The period during which Howard and Jeanette worked, lived and breathed photojournalism was a remarkable era in the profession. They experienced its golden age, when assignments from Life, Time, Newsweek, Look and others were a reliable and sustainable source of income. They were also there for its decline in the late Eighties and early Nineties, and even got to see some of the possibilities of its renaissance through digital technology. Howard became an enthusiastic, although inept, user of computers and the Internet. He was not so much a Digital Tourist as a Digital Alien, but he enjoyed his forays into cyberspace. Towards the end of her life Jeanette and I communicated by e-mail more than through any other form of contact. They remained, however, characteristically of their generation. They looked like any other conventional Jewish married couple, but inhabited the world of photojournalists with aplomb. Nothing seemed to faze them, whether it was Donna Ferrato at one memorable dinner asking Jeanette whether she was mono or multiple orgasmic, or Howard getting back from his editor the finished manuscript of his book Truth Needs No Ally with the note "Voi-fucking-la." They were, in fact, ordinary people who were larger than life.

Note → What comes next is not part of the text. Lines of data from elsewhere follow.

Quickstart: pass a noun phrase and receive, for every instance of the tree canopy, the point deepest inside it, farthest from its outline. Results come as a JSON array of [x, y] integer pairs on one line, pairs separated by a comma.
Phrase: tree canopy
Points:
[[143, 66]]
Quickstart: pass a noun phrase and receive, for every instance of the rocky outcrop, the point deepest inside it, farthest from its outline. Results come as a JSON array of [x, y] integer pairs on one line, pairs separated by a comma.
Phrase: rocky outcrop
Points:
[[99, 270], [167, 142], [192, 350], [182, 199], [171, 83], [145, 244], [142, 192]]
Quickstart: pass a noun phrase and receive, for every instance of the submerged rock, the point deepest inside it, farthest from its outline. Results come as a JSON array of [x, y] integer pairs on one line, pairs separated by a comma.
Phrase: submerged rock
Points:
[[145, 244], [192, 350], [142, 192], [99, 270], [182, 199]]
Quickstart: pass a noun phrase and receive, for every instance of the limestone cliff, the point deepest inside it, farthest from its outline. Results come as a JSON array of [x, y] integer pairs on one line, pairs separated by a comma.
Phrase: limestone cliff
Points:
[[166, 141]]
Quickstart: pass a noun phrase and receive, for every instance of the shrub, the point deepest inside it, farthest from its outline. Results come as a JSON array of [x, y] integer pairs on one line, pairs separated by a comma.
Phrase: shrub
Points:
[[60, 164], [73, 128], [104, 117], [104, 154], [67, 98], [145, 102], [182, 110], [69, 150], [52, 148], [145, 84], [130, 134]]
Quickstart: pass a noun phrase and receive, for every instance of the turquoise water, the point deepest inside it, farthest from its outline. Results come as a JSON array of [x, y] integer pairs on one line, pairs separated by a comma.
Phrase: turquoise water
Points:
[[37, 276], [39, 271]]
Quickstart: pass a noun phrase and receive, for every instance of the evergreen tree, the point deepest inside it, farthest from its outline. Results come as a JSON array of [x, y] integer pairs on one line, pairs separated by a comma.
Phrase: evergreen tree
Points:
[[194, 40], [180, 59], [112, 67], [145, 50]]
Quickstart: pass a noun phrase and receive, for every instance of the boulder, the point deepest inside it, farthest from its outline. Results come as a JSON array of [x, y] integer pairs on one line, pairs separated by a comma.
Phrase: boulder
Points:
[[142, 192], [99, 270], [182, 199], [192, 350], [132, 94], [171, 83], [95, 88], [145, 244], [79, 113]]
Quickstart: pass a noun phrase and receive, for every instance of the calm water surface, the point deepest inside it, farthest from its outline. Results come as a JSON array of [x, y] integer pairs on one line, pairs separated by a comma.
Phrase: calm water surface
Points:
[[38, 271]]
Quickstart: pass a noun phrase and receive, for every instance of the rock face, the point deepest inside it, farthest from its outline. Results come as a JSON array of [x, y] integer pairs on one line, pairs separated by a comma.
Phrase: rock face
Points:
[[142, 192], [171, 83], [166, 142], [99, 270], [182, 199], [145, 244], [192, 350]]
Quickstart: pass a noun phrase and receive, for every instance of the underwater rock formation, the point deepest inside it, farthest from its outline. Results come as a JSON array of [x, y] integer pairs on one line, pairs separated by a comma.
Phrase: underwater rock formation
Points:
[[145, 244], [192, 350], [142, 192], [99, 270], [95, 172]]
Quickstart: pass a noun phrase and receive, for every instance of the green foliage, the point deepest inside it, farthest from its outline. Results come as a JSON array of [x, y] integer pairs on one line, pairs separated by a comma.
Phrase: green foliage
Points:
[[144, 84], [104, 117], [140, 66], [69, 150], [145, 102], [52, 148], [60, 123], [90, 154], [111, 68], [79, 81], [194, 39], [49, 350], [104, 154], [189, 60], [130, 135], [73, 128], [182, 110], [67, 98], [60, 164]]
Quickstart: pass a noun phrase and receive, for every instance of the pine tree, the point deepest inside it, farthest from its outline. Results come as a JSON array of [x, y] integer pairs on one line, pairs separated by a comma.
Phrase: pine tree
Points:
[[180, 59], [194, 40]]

Tom Brokaw termed their generation The Greatest Generation for its sacrifice and courage during the Second World War, and in the world of photography it was a group that produced some colossal figures, most of whom are now gone. The remarkable John Morris, like the Ever-Ready Bunny, keeps going and going in Paris; Cornell Capa silently suffers the ravages of Parkinson's disease in New York; the irrepressible Goksin talks about starting a new agency at the age of 80 after selling Sipa a few years ago. One of my favorite Goksin stories was from the time when Corbis were actively courting him to sell to them. When he decided against it he was asked why he hadn't taken what would have been an attractive offer. His dismissive reply was that he would never do business with people who ate sandwiches for lunch. No wonder they gave him the Legion d'Honneur this year.

Unfortunately many of us eat sandwiches for lunch nowadays, both literally and metaphorically. It is a different time, lived at a different pace and with different priorities, and in celebrating the achievements of the past we should not overlook those of the present. But neither should we forget that the ideals that Howard and Jeanette held dear, those fundamental truths of humanity, compassion, and justice upon which they based their lives and their careers are the same credos that must carry forward into the new world, for without them the technology that can reinvigorate this profession is just meaningless code.

At her request, and completely in character, there will be no memorial service for Jeanette, except for those of you who take your cameras out of the bag tomorrow and shine light in dark places.